Down the line people were leaping frantically from doorways. A few canvass bags and suitcases flew out, but mostly a frenzied stream of bodies tumbled onto the seedlings of the newly planted field. Mothers yelled for children, husbands for wives, and then an explosion of water erupted like a geyser behind me. Echoes rumbled through the ravine. The lead engine and its companion had dropped like enormous toys and jack-knifed into the water. But they weren’t toys, they were masses of iron and alloy with a single purpose—to pull themselves and the humans behind them smoothly along the track, and as if that was a fixed task, a mission they couldn’t ignore, they tugged just enough in their fall for the two baggage cars to come to the edge . . . and tumble into the gorge.

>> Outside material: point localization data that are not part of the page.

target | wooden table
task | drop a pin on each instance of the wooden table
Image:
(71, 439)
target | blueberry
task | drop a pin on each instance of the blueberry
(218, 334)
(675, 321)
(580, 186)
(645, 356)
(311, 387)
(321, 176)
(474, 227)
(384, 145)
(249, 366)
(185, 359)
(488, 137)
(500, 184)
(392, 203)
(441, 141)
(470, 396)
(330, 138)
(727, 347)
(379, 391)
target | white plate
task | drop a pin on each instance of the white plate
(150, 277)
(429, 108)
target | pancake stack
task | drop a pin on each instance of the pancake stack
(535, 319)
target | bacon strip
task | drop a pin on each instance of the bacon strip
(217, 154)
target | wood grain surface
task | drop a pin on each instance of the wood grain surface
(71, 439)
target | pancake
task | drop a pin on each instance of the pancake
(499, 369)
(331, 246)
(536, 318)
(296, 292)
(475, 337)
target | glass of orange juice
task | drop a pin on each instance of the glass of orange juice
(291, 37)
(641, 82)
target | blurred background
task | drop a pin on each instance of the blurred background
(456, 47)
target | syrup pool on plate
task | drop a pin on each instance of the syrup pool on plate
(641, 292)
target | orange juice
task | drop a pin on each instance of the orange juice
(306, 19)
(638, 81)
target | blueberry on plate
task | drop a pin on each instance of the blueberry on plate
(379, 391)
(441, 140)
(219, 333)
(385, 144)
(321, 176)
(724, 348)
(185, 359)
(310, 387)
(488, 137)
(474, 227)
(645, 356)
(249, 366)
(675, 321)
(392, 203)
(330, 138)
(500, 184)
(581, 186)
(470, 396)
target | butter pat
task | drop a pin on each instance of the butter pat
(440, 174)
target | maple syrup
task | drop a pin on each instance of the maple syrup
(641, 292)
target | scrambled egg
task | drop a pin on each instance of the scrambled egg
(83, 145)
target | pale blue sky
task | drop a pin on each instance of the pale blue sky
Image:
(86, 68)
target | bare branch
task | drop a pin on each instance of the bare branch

But like rigid sticks, the freight cars didn’t drop onto the engines now filling with river water; they dropped into the mud at the edge of the current. Fortune, or fate, or maybe one of Sahr’s constellations, snapped the coupling between the freight cars and the first-class passenger cars. They were tumbling in twos. The momentum drew the first-class cars past me and out onto the bridge. In an act of futile instinct, I reached out a hand to try to stop thousands of tons of steel. Inside the second car I saw figures piled in the rear—human silhouettes against the windows. Then Jitka rolled out the door with her backpack onto the field. Uli will be next, I thought with relief. But she wasn’t. A Hindu in black slacks and blue shirt stepped of the top step and fell like a sack of rice. The cars slid past me like unstoppable beasts.
She must have jumped out the opposite door. I ran to Jitka and lifted to her feet by the frame of her pack. She was shaking visibly.
“Where is she?” I screamed.
“I don’t know, Bhim.” She slumped to her knees. “She didn’t come back.”
I started to ask what she meant, but the front compartment rolled persistently to the edge, and with a deafening screech, the front wheels clicked off the tracks into empty space. For an instant, I thought it would come to rest on that flimsy fulcrum. Inside the compartment someone screamed, and as if the mere vibration of that sound tilted the weight, the box twisted slowly and dropped over the precipice. The shift jerked the second car and the entire length of the train slid forward again. Uli! My mind screamed frantically. It was our first-class compartment, and it slid across the jagged edge, twisted on the same slow axis, and snapped away from the others with a crack of splintered steel. It fell forty feet, slid down the embankment to crush the corner of one of the cars below. It spun a hundred and eighty degrees and came to rest in the water at the river’s edge. The current swirled angrily through the barred windows of the lower half.